Examples
May 14, 2026 · View on GitHub
Contents
- Introduction
- Migrating from Ruby CSV
- Ruby CSV Pitfalls
- Parsing Strategy
- The Basic Read API
- The Basic Write API
- Batch Processing
- Configuration Options
- Row and Column Separators
- Header Transformations
- Header Validations
- Column Selection
- Data Transformations
- Value Converters
- Bad Row Quarantine
- Warnings
- Instrumentation Hooks
- Examples
- Real-World CSV Files
- SmarterCSV over the Years
- Release Notes
Examples
Rescue from SmarterCSV::Error (recommended): SmarterCSV auto-detects row and column separators. In rare cases detection fails and raises an exception (e.g. NoColSepDetected).
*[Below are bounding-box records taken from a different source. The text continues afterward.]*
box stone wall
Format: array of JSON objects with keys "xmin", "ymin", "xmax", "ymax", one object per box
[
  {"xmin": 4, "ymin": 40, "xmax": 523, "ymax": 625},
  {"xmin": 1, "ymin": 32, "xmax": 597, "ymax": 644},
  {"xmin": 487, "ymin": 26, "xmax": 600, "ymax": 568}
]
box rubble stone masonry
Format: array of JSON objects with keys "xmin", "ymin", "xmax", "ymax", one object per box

Rescuing from SmarterCSV::Error ensures your application handles unexpected CSV formats gracefully.
- CSV → Array of Hashes
- Parsing a CSV String
- Key Mapping and Column Selection
- Encoding and Preamble Skip
- Value Converters
- Header Validation
- Bad Row Handling
- Writing CSV
- Using
eachandeach_chunkEnumerators - Importing into a Database
- Batch Processing with Sidekiq
- Resumable CSV Import with Rails ActiveJob
- Instrumentation
- Streaming Inputs (Non-Seekable IO)
- Resumable Import (Plain Ruby)
- CSV Files with Comment Lines
- Tab-Separated Values (TSV)
- Multi-Line Fields
- Filtering and Transforming a CSV File
Example 1: CSV → Array of Hashes
Each hash only contains keys for columns with non-nil, non-empty values — columns with blank entries are omitted automatically:
$ cat pets.csv
first name,last name,dogs,cats,birds,fish
Dan,McAllister,2,,,
Lucy,Laweless,,5,,
Miles,O'Brian,,,,21
Nancy,Homes,2,,1,
$ irb
> require 'smarter_csv'
> pets_by_owner = SmarterCSV.process('pets.csv')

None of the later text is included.